А Лилька наша тихой и стеснительной девочкой росла. Такая она и сейчас. А ещё Лилька, хоть и младшая, и любимая дочь нашей мамы была, но здоровьем не вышла. Болела часто. И в некоторых её бедах был виноват я. Однажды мама раздобыла откуда-то тола и принесла его домой. Это случилось во второй половине войны, когда немцы съехали с нашего дома и из других домов жителей нашего города и стали отступать. После их, так сказать, поспешного бегства, мы вновь вернулись из сарая в свой дом. Стояла зима. Мороз трещал за окном. Бушевала метель, и чтобы как-то согреться, надо было чем-то топить печь, чтобы в доме тепло было. Помимо дров наша мама бросала маленькие кусочки тола в печь тоже. От тола становилось жарко в избе. Но надо было соблюдать предосторожность – не бросать его в печь большими кусками, иначе мог произойти взрыв. В один из таких холодных зимних дней мама ушла куда-то на поиски пропитания. Тот месяц выдался очень голодным для нашей семьи. Хлеб тогда давали по карточкам. А у мамы кто-то украл эти карточки, когда она стояла в очереди за хлебом. Конечно, теперешний хлеб не идёт ни в какое сравнение с тем хлебом. Тот, военный хлеб был чёрного цвета, липковат и с отрубями. Но все же – это был хлеб. А тут – нет карточек, нет и хлеба. В полуобморочном состоянии вернулась домой плачущая мама. Я никогда до этого не видел, чтобы наша мама так горько плакала. А тут.… Да делать нечего. Карточек на месячную норму не вернуть. А жить как-то надо. Вот и пошла мама на поиски еды, чтобы обменять какие-то вещи на хлеб. Немцам, кстати, тем, кто отстал от убегающей немецкой армии, тоже голодно было. Они рыскали по домам с автоматами наперевес и говорили хозяйкам:
– Матка, яйки, курка, млеко.
Что означало: «Мать, давай яйца, курицу, молоко».
Но народ немцев уже не боялся и припрятывал от них молоко и яйца. Да, отвлёкся я. Так вот, когда мать ушла из дома, мы с Лилькой сели погреться у печи. Лилька маленькие кусочки от тола отколупывает и бросает в огонь. Огонь вспыхивает ярче, и становится, будто, теплее.
Я предлагаю Лильке:
– Давай в огонь большой кусок тола бросим. Вот дома жара будет!
А Лилька мне в ответ:
– Мама не велела.
– Да она и не узнает, – говорю я. И, взяв большой кусок тола, бросил в огонь.

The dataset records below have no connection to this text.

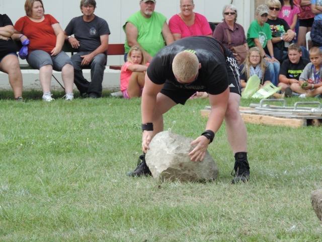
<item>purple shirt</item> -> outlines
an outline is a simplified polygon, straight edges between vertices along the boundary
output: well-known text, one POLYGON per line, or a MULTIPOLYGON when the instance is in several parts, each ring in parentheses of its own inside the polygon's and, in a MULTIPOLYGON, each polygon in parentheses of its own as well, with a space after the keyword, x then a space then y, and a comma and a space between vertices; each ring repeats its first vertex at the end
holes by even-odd
POLYGON ((233 29, 231 30, 224 21, 216 26, 212 37, 222 43, 226 48, 237 46, 247 42, 245 36, 245 31, 242 25, 234 23, 233 29), (228 30, 230 35, 231 43, 230 46, 228 46, 228 36, 226 29, 228 30))

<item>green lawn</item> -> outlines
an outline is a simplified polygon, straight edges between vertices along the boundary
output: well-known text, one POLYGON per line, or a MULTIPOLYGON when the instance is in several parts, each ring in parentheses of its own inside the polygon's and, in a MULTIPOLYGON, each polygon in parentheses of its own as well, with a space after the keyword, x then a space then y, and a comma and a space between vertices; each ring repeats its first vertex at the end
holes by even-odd
MULTIPOLYGON (((251 179, 232 185, 224 123, 208 150, 215 182, 161 184, 126 175, 142 153, 140 99, 63 95, 22 103, 0 92, 1 241, 322 241, 309 199, 322 187, 322 127, 247 124, 251 179)), ((208 105, 175 107, 165 129, 195 138, 208 105)))

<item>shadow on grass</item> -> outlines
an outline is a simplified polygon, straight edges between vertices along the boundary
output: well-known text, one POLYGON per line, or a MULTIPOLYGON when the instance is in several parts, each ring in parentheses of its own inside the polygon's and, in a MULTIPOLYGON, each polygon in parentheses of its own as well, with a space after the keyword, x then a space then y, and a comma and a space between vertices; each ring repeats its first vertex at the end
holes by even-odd
MULTIPOLYGON (((110 95, 112 92, 103 91, 102 93, 102 97, 112 97, 110 95)), ((77 98, 80 97, 79 92, 74 90, 74 97, 77 98)), ((61 98, 65 95, 64 91, 51 91, 53 98, 61 98)), ((23 96, 24 99, 28 100, 41 100, 42 97, 42 91, 38 90, 31 90, 30 91, 24 91, 23 96)), ((0 90, 0 100, 14 100, 14 93, 12 90, 0 90)))

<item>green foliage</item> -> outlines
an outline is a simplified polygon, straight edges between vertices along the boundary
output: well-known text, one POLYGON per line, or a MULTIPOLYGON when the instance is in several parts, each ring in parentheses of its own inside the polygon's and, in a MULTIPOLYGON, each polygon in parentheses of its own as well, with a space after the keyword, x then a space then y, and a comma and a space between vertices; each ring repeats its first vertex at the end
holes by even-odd
MULTIPOLYGON (((0 100, 0 241, 320 241, 309 200, 322 185, 320 127, 247 124, 251 179, 233 185, 224 123, 209 148, 215 182, 160 184, 126 175, 141 153, 140 99, 41 95, 0 100)), ((174 107, 165 130, 196 138, 208 105, 174 107)))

Раздался страшный грохот. От взрыва разворотило полдома. А на улице мороз трескучий. Мать вернулась домой – в ужас пришла: мы полуголые, трясёмся на морозе и стена, где печь стояла, снесена напрочь. Пошли опять жить в сарай. Но соседи не бросили нас в беде. Общими усилиями отремонтировали и стену, и печь. Да только тот взрыв для Лильки даром не прошёл – заболела она. И мама заболела. И я тоже. Одна Валя была на ногах и ухаживала за всеми нами во время болезни. Только мы выздоровели, как новая беда пришла. Печь новая хорошо горит, жарко. Лилька все жмётся и жмётся к ней, греется, как кошка. Раз прислонилась к печке коленками, так и заснула. Спала крепко и сожгла свои коленки о дверцу горячей, пышущей пламенем печки. Кожа вся на её коленях облезла, аж мясо видать. Перестала Лилька ходить. Да и невозможно с такими ранами передвигаться. Мать наша каждый день её на руках на солнышко выносила и на крылечко перед домом сажала. К Лильке подходил наш пёс Тузик и вылизывал языком её раны на коленях. Благодаря солнцу и Тузику зарубцевались её раны. Только шрамы навсегда остались, на всю жизнь.
Лилька вообще красивой девочкой росла – белокурой, голубоглазой. Когда немцы стояли у нас, они Лильку не обижали. А один немецкий солдат даже на руки её брал и говорил, что она на его дочь похожа. Однажды тот самый немец решил подшутить над Лилькой. Жестокая у него шутка вышла. Но что с него взять? Фриц он и есть фриц. Так вот у этого фрица конфеты водились. У него всегда с собой была пачка леденцовых конфет. Знаете, кругленькие такие, сложенные друг на друга трубочкой. От этой трубочки он отламывал по конфетке и угощал нас. И в тот раз он отломил леденец от трубочки и протянул Лильке. Лилька потянулась своей ручонкой, хотела его взять. Но немец не отдал леденец ей, а вместо этого себе в рот отправил его. Расстроилась Лилька. Залезла под стол и плачет под столом горючими слезами. Немец нагнулся, вытащил Лильку из-под стола и на руки поднял. А Лилька ревёт белугой. Он тогда из кармана своих брюк все конфеты вытащил и отдал ей. Лилька заулыбалась. Не все наши противники в той войне были жестокими, но попадались и звери…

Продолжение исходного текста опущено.